Rob Speer rspeer at MIT.EDU
Thu Jul 8 14:41:50 EDT 2010


On Thu, Jul 8, 2010 at 2:27 PM, Skipper Seabold <jsseabold at gmail.com> wrote:
> On Thu, Jul 8, 2010 at 1:35 PM, Rob Speer <rspeer at mit.edu> wrote:
>> Your labels are unique if you look at them the right way. Here's how I
>> would represent that in a datarray:
>> * axis0 = 'city', ['Austin', 'Boston', ...]
>> * axis1 = 'month', ['January', 'February', ...]
>> * axis2 = 'year', [1980, 1981, ...]
>> * axis3 = 'region', ['Northeast', 'South', ...]
>> * axis4 = 'measurement', ['precipitation', 'temperature']
>>
>> and then I'd make a 5-D datarray labeled with [axis0, axis1, axis2,
>> axis3, axis4].
>>
>
> Yeah, this is what I was thinking I would have to do, but it's still
> not clear to me (I have trouble trying to think in 5 dimensions...).
> For instance, what axis holds my actual numeric data?
>
> axis4, with a "precipitation" tick?

Yep, that's what I was suggesting. Or you could have two different 4-D
matrices, one whose values are precipitation and one whose values are
temperatures.

>> Now I realize not everyone wants to represent their tabular data as a
>> big tensor that they index every which way, and I think this is one
>> thing that pandas is for.
>
> This is kind of where I would like the divide to be between user and
> developer.  On top of all of this, I would like to see a __repr__ or
> something that actually spits out a 2d spreadsheet-looking
> representation.  It would help me stay sane I think.  Fernando's nice
> 3D graphic only can go so far as a mental model (for me at least).

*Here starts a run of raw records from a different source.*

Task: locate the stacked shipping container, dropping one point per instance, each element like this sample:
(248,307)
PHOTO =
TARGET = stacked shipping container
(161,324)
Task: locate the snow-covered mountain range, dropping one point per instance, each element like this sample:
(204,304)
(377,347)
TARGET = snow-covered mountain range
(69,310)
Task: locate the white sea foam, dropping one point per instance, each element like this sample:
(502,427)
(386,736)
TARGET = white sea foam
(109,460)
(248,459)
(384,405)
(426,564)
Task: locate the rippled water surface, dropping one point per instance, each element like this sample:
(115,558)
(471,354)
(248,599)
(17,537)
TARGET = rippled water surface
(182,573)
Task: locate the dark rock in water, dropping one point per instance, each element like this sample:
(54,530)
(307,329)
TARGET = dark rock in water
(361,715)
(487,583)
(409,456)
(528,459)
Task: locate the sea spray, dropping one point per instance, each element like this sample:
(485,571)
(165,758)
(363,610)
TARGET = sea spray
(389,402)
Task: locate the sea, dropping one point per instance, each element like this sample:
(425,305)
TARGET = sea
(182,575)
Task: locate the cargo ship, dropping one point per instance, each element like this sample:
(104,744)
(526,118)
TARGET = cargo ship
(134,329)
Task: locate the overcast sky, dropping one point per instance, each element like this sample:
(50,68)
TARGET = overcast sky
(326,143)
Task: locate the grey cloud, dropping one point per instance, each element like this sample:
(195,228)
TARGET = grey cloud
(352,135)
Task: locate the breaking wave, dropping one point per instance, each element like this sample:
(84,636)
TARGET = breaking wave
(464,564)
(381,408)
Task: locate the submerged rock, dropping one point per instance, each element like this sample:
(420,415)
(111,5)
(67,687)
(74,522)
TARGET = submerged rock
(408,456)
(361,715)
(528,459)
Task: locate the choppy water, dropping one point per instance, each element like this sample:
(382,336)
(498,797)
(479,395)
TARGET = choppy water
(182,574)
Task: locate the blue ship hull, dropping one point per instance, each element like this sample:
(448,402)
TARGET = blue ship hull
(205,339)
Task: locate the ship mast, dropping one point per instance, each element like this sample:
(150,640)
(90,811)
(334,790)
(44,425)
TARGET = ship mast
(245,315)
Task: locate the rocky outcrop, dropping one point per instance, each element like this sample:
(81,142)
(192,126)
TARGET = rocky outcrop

Divisi2 uses a 2D labeled representation as its __str__ -- an example
is at http://csc.media.mit.edu/docs/divisi2/sparse.html

I could port this onto datarray. I was holding off because I was
unsure about how to represent the N-d case, but I realize now that
showing the entries in this kind of 2-D tabular format could actually
be a really intuitive way to do it.

> Mix-ins sounds reasonable to me as long as this could easily be
> accomplished.  Ie., why use csr?  Can you go between others?  Are the
> sparse matrices reasonably stable given recent activity?  Not
> rhetorical questions, I don't use sparse matrices much.

These are good questions.

I ended up using PySparse instead of scipy.sparse, because SciPy 0.7's
sparse matrices weren't ready to support many important operations,
particularly slicing. SciPy 0.8's sparse matrices look much better,
and I may transition to using them once it's released.

When planning future features of NumPy, of course, we should assume
SciPy's sparse matrices do what we want (and possibly fix them if they
don't).

csr_matrix was just an example. I think there would have to be
separate classes for labeled csr_matrices, labeled lil_matrices, and
so on, supporting all the usual methods for converting between them.